How many dogs does it take to change a light bulb?


GOLDEN RETRIEVER:  The sun is shining, the day is young, we've got our whole lives ahead of us, and you're worrying about a stupid burned out bulb?

BORDER COLLIE:  Just one.  And then I'll replace any wiring that's not up to code.

DACHSHUND:  You know I can't reach that stupid lamp!

ROTTWEILER:  Make me!

BOXER:  Who cares?  I can still play with my squeaky toys in the dark.

LAB:  Oh, me, me!!!!!  Pleeeeeeeze let me change the light bulb! Can I?  Huh?  Huh?  Can I?  Pleeeeeeeze, please, please, please!

GERMAN SHEPHERD:  I'll change it as soon as I've led these people from the dark, check to make sure I haven't missed any, and make just one more perimeter patrol to see that no one has tried to take advantage of the situation.

JACK RUSSELL TERRIER:  I'll just pop it in while I'm bouncing off the walls and furniture.

OLD ENGLISH SHEEP DOG:  Light bulb?

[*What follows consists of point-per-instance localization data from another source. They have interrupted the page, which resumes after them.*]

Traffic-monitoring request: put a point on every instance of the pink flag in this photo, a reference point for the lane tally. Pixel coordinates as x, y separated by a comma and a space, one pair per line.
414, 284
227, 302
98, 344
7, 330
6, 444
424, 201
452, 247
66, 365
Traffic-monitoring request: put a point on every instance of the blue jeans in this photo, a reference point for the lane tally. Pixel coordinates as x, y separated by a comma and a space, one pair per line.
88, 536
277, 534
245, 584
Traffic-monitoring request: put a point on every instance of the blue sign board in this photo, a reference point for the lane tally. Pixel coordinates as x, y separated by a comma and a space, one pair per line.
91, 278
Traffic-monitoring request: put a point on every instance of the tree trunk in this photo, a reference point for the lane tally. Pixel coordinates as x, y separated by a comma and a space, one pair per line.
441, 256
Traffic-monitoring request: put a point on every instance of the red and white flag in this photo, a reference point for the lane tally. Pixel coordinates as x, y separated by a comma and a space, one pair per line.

I'm sorry, but I don't see a light.

POINTER:  I see it, there it is, there it is, right there........

COCKER SPANIEL:  Why change it? I can still pee on the carpet in the dark.

CHIHUAHUA:  Yo quiero Toco Bulb.

AUSTRALIAN SHEPHERD:  First, I'll put all the light bulbs in a little circle.........

GREYHOUND:  It isn't moving. Who cares?


THE CAT'S ANSWER:  Dogs do not change light bulbs. People change light bulbs.  So, the real question is "How long will it be before I can expect some light, some dinner, and a massage?"

ALL OF WHICH PROVES, ONCE AGAIN, THAT WHILE DOGS HAVE MASTERS, CATS HAVE STAFF.